Entre deux feux : Histoire d’une proximité perdue avec ma mère à Charleroi

— Tu vas encore passer la soirée à fixer ton téléphone sans rien faire ?

La voix de Benoît résonne dans le salon, tranchante, presque lasse. Je serre l’appareil dans ma main, les yeux rivés sur l’écran noir. Trois mois. Trois mois sans un message, sans un appel, sans même un « comment vas-tu ? » de la part de ma mère. Ou de moi. Je ne sais plus qui a commencé ce silence, mais il est devenu une seconde peau, lourde et froide.

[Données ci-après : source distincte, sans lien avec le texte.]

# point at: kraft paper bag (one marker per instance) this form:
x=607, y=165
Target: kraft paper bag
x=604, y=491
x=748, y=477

Benoît s’approche, pose une main sur mon épaule. « Tu devrais lui écrire, tu sais. Elle n’est pas éternelle. »

Je me crispe. Il ne comprend pas. Personne ne comprend vraiment ce qui s’est passé ce dimanche de mars, dans la petite maison de Gilly où j’ai grandi. Personne ne sait ce que c’est de se sentir étrangère dans sa propre famille.

Je revois la scène : la table en formica couverte de miettes, l’odeur du café trop fort, et la voix de ma mère, Monique, qui s’élève soudain :

— Tu crois que t’es mieux que nous maintenant ? Avec ton boulot à Bruxelles et tes idées ?

J’ai voulu répondre calmement, expliquer que non, que je n’ai jamais voulu fuir Charleroi ni renier mes origines. Mais les mots sont sortis tout seuls, acérés :

— Je veux juste être heureuse, maman. Est-ce que c’est interdit ?

Elle a claqué la porte de la cuisine. Depuis, le silence s’est installé comme une maladie.

Benoît soupire et va nourrir le chat. Je reste là, seule avec mes souvenirs. Je me demande si elle pense à moi. Si elle regarde encore les photos de moi petite sur le buffet du salon. Si elle regrette ses mots, ou si elle les pense vraiment.

Le lendemain matin, je prends le train pour Bruxelles comme chaque jour. Dans le wagon gris, les conversations en wallon se mêlent au bruit des rails. Je ferme les yeux et revois mon enfance : les balades au Bois du Cazier avec mon frère Laurent, les gaufres brûlantes achetées sur la place du marché, les disputes pour des broutilles qui finissaient toujours par un câlin.

Mais tout a changé quand papa est parti. J’avais quinze ans. Maman s’est renfermée, a commencé à travailler plus tard à l’usine pour payer les factures. Moi, j’ai pris l’habitude de tout faire pour qu’elle soit fière : bonnes notes, études à l’ULB, premier job dans une ONG. Mais plus je réussissais, plus elle semblait s’éloigner.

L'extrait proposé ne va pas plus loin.